Mark T. Keegan, MB, MRCPI, MSc

The systemic inflammatory response syndrome (SIRS) and sepsis are complex syndromes resulting from an inciting insult that causes systemic inflammation, leading to widespread tissue injury. In the case of sepsis, the initial insult is an infection. Sepsis is the leading cause of death in critically ill patients. In the Unites States, sepsis occurs in 750,000 people every year, and more than 200,000 of them die. The incidence of sepsis is increasing, and it is especially common in the elderly.

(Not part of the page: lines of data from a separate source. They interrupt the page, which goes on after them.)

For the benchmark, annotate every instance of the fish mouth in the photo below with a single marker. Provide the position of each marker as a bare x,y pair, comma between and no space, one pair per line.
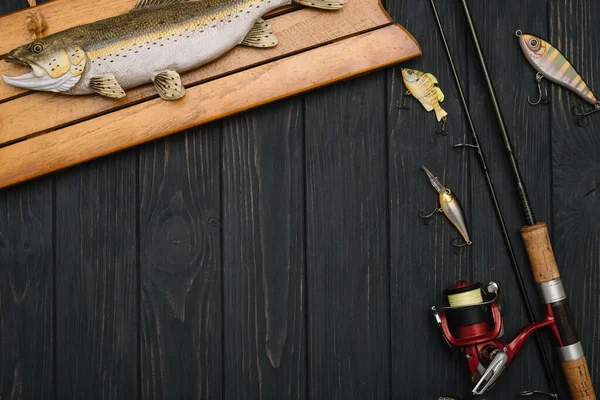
14,60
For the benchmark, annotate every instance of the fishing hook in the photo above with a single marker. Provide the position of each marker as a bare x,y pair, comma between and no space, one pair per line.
580,114
405,105
429,217
442,131
542,98
534,392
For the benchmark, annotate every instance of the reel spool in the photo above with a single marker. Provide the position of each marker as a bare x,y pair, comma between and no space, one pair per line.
468,314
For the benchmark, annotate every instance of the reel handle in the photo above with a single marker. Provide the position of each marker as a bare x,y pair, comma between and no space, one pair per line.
545,273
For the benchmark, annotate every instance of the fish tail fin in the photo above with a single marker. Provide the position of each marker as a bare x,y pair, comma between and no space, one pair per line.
440,113
323,4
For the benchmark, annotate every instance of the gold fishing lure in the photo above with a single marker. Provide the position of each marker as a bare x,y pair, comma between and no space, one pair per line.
422,87
450,206
551,64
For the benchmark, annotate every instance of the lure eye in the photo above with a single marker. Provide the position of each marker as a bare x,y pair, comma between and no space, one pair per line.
37,48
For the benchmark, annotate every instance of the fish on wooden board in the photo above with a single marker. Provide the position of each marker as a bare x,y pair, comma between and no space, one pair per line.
155,42
422,87
550,63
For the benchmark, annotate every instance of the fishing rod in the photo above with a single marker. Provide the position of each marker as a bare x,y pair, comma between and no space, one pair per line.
541,257
483,163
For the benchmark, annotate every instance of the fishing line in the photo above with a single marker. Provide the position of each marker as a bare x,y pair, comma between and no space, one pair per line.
522,194
469,298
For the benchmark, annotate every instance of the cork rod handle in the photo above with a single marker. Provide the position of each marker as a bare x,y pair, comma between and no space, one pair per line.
543,265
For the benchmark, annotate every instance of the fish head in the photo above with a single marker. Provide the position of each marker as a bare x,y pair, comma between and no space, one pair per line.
532,45
55,64
410,75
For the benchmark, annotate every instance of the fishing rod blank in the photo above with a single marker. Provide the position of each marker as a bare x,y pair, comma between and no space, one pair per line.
482,161
541,257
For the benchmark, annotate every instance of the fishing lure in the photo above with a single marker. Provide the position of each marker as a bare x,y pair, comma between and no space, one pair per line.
450,206
422,87
154,42
551,64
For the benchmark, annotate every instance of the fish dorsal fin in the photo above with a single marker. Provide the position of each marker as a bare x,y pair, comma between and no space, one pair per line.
261,35
441,96
139,4
433,78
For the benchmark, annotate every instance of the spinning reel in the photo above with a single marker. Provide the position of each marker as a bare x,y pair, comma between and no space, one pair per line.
472,321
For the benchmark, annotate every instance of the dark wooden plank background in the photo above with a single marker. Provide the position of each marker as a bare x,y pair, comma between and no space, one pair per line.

Both SIRS and sepsis may be seen in the perioperative period and are common causes of admission to the surgical intensive care unit.

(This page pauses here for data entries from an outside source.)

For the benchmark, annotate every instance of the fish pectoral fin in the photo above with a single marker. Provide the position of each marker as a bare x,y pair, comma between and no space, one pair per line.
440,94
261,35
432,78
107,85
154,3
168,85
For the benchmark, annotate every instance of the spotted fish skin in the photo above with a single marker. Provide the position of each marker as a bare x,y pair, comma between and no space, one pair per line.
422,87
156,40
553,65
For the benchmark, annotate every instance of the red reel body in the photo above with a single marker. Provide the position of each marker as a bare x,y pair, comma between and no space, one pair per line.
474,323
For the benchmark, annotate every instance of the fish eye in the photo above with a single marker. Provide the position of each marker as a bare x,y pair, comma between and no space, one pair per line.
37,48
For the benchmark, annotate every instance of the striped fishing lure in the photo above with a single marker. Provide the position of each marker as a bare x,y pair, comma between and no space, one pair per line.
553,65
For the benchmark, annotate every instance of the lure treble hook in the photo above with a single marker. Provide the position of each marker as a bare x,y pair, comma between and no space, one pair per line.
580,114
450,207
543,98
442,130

The American College of Chest Physicians and the Society of Critical Care Medicine published consensus-derived definitions of SIRS, sepsis, and organ failure in 1992 (Table 232-1). In 2001, a list of signs and laboratory findings that should prompt a clinician to consider sepsis in the differential diagnosis was proposed. In addition to tachypnea, tachycardia, and alterations in temperature and white blood cell count, these findings include chills, poor capillary refill, decreased skin perfusion, thrombocytopenia, hypoglycemia, oliguria, alteration in mental status, and skin mottling.

Table 232-1

Consensus Definitions for Sepsis and Organ Failure

Term Definition
SIRS

Two or more of the following

Sepsis

The presence of SIRS and either of the following

Severe sepsis* Sepsis associated with organ dysfunction, hypoperfusion, or hypotension. Hypoperfusion and perfusion abnormalities include, but are not limited to, lactic acidosis, oliguria, or mental status changes
Sepsis-induced hypotension* Systolic blood pressure <90 mm Hg, or reduction of >40 mm Hg, in the absence of other causes for hypotension
Septic shock* Sepsis-induced hypotension despite adequate fluid resuscitation plus perfusion abnormalities including, but not limited to, lactic acidosis, oliguria, and mental status changes; patients who receive vasopressor or inotropic agents to maintain blood pressure are considered to be in shock even if they are not hypotensive

image

WBC, white blood cell.

*Or systemic inflammatory response syndrome (SIRS), depending on whether or not infection is present.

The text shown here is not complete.